Regrettons également le triste sort fait à l’entreprise : le capital disparaît, il n’est plus question de la décision d’investir. Disparaît également le travail. A la place du contrat de travail, de la représentation des salariés, des relations sociales, il n’y a plus que des facteurs de production. L’entreprise comme collectivité humaine disparaît. On imagine que Sophie de Menthon va s’insurger !

Et la pédagogie, bordel ?!
Quant aux élèves, ils ont de quoi être perplexes. Il est vrai que la pédagogie n’est pas le souci premier de ce programme. N’ayant pas la moindre notion du rythme d’élèves de 15 ans, les auteurs ont construit un programme d’une lourdeur incompatible avec le maigre horaire de SES (1h30 par semaine). Par exemple, la question « Comment se détermine le prix d’équilibre sur un marché ? ». Aujourd’hui abordée en classe de première, cette question nécessite, avec des élèves plus âgés et plus compétents, une douzaine d’heures de cours ; ce qui correspond à huit semaines en classe de seconde. Comme il y a douze questions au programme dans les quatre thèmes, il faudrait, à ce rythme, 96 semaines de cours, soient trois années pour venir à bout de ce programme ! Même si l’honnêteté oblige à admettre que certaines questions sont moins exigeantes, le programme n’en reste pas moins infaisable.
Autre problème, l’étude de certaines questions suppose des connaissances (ce que les enseignants nomment des pré-requis) qui ne figurent pas dans le programme. Par exemple, l’étude des différences sociales de consommation supposerait que les élèves connaissent la classification en CSP (savoir ce qu’est un contremaître et qu’il est classé parmi les professions intermédiaires ne fait pas partie des connaissances spontanées du monde social des élèves de 15 ans). Autre exemple, on demande aux élèves de calculer des élasticités alors qu’ils ne savent pas ce qu’est un taux de variation.
Enfin, les choix opérés par le programme sont idéologiquement contestables.

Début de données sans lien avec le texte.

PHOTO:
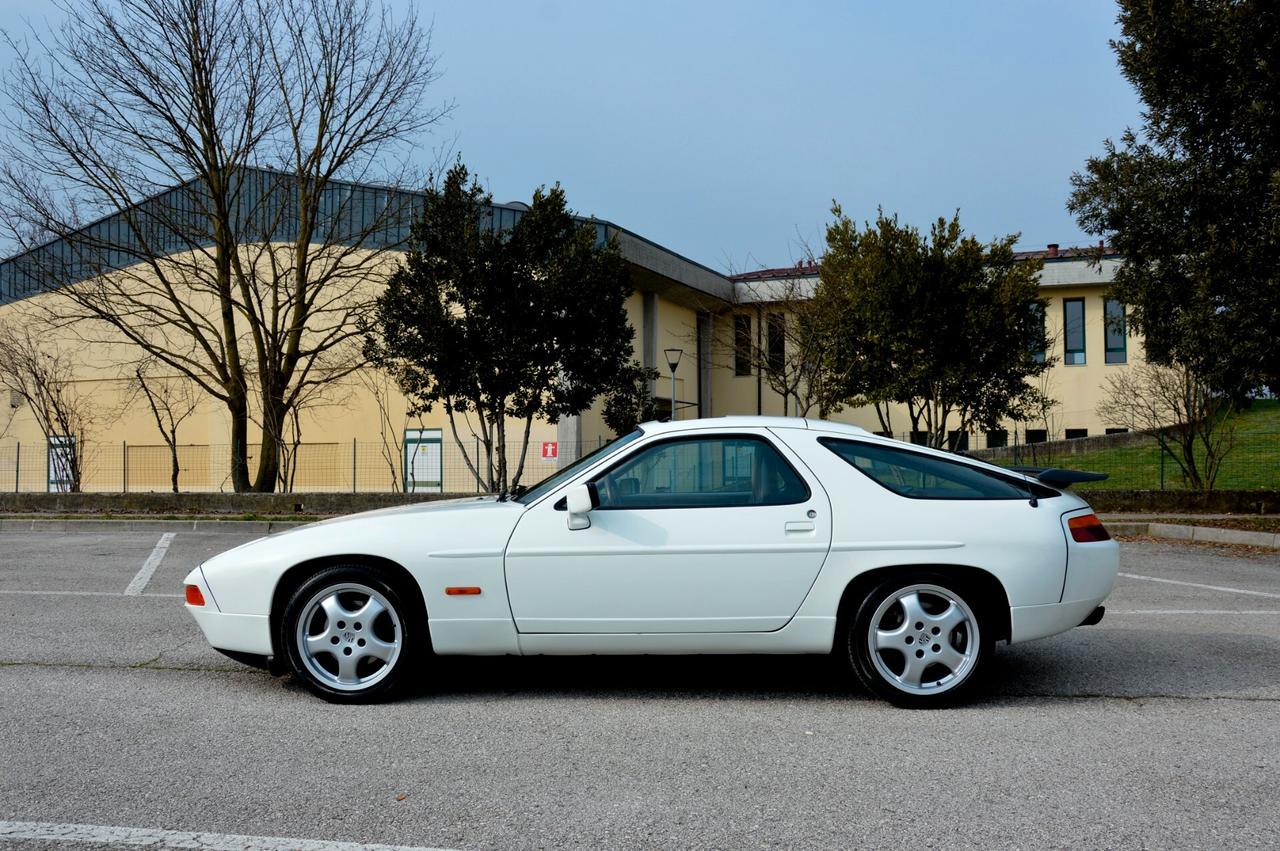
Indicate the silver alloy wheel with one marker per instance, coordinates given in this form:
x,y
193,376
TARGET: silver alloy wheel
x,y
923,639
348,636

Le choix des thèmes est remarquable.
Par rapport au programme de seconde actuel, ont disparu de la liste des notions à étudier :
le chômage, 
la précarité, 
les inégalités de revenu, 
la valeur ajoutée et sa répartition, 
les conditions de travail, 
les consommations collectives 
; entre autres.
Cette liste n’est pas anodine : toutes les questions vives, tous les clous qui dépassent sont impitoyablement pourchassés, au profit d’un enseignement aseptisé.
Ce biais se retrouve dans la manière d’aborder les thèmes. Ainsi, est privilégiée une approche de l’épargne ou du marché standard, sans jamais mentionner que d’autres visions des choses existent. Par exemple, la troisième question posée est « Consommer ou épargner ? ». Cette manière de poser la question n’est pas neutre sur le plan idéologique. Rappelons en effet que, dans la littérature économique, une coupure très nette sépare les économistes keynésiens et néoclassiques sur cette question : pour les premiers, l’épargne est un résidu, la partie du revenu qui n’est pas consommée. Il n’y a pas vraiment de choix entre consommation et épargne, la consommation dépendant essentiellement du revenu ; alors que, pour les seconds, l’épargne est décidée principalement par les variations du taux de l’intérêt.
Pourquoi ce programme est-il marqué par ces funestes orientations ? Peu importe ; laissons à d’autres les théories du complot. Ce qui ressort en tout cas est que ce programme ne sert pas les élèves et que leur exploration de l’économie (sans même parler des autres sciences sociales) risque de les laisser en rade et sans GPS, les incitant à en rester là. C’est probablement cette conclusion inacceptable qui est la principale cause de la colère des enseignants.